The S/M/W/D/R labels are also redundant and very distracting; and the white gridlines interfere with our ability to read the grey boundaries.

Source: "The UK family", BBC News.

The eyeball test

This set of graphs was used by the NYT to discuss changes in U.S.  spending patterns over time.  For this post, I am focusing on the bottom left and bottom right graphs.  One shows spending on energy as a percent of GDP; the other, on "nonresidential structures" (aka, commercial buildings).


At first glance, spending on energy and that on commercial buildings look very similar in shape (see above or below left).  Alas, this "eyeball test" doesn't work very well with time series data.  Lets investigate further.


"Standardizing" the data (above right) tells us whether the swings are unusual or not in the history of the data.  So in the 1980s, commerical building spend spiked to more than three times the standard deviation above the historical average.  Generally speaking, the standardized unit of 3 is taken to mean highly unusual. 
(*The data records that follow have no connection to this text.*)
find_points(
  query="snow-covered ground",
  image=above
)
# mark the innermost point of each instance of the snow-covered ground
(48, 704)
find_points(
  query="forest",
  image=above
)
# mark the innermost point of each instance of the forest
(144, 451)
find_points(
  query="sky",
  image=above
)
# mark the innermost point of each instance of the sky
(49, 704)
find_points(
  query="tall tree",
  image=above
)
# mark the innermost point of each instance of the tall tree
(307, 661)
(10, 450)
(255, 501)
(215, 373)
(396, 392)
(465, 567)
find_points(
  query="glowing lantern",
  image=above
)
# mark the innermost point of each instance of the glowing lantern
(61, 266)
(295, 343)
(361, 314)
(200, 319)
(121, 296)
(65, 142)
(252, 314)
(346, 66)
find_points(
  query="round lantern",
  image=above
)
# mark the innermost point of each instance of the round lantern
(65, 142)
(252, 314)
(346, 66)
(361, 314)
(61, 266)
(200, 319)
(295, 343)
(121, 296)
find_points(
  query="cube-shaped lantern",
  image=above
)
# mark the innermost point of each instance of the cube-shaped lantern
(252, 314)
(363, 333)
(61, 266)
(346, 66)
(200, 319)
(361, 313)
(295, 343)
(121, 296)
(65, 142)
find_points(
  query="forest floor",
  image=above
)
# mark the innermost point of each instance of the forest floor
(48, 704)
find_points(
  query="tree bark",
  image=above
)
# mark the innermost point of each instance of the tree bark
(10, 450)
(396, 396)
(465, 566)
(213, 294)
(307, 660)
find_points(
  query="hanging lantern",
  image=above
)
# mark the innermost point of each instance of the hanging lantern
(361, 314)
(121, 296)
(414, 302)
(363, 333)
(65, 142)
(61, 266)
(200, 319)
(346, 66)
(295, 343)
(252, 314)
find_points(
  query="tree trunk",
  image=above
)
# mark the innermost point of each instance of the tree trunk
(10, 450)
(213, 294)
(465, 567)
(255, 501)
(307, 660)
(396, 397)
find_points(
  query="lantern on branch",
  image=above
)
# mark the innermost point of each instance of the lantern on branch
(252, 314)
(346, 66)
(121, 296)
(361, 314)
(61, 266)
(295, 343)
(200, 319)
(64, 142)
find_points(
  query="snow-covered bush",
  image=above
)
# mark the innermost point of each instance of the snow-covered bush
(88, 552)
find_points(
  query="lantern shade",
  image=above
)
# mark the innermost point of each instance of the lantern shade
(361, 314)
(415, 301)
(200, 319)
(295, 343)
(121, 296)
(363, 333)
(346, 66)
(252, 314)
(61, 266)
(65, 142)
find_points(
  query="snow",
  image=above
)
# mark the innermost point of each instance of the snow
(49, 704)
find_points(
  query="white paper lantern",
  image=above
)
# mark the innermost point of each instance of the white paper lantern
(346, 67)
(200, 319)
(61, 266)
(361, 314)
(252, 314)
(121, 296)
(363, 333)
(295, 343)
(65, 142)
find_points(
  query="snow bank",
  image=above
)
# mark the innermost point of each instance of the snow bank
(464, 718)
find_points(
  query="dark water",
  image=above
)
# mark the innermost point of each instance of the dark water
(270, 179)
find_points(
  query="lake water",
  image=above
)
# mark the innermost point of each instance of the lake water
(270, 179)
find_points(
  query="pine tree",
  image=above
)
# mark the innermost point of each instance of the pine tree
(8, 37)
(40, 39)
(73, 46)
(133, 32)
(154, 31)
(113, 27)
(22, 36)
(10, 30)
Notice that the peaks of the left graph had equal heights but on the right graph, energy spending peaked only above two while commerical building spend rose above three.  This is because energy spending has been more volatile historically so it takes larger jumps (or plunges) to count as "unusual" movements.  This information is hidden in the unstandardized version.

Further, since we are concerned with long-term trends, lets take a look at five-year moving averages (below right): in other words, each time point is the average of the preceding five years worth of data. 


The fluctuations have been smoothed out and the peaks are no longer as high.  Glancing at this chart, we may still conclude that the spending patterns are quite similar -- especially in the period prior to 1995.

But is that really the case?  Zooming in on the 1980s, we may mistakenly think the two lines are "close together" if our eyes read the horizontal distance and/or area between the curves, rather than focusing on the vertical distance.  The arrows on the bottom left chart depict this difference.  To make things clearer, the bottom right chart plots the vertical distances between the two lines.


Observe that the difference expanded to above 1 unit in the late 1980s.  A difference of one unit is very large in the standardized scale (of "unusualness") since 0 is business as usual and 3 is "highly unusual".

Eyeballing the two time series would lead us to believe that the two series are similar but we run the risk of underestimating the differences as illustrated here.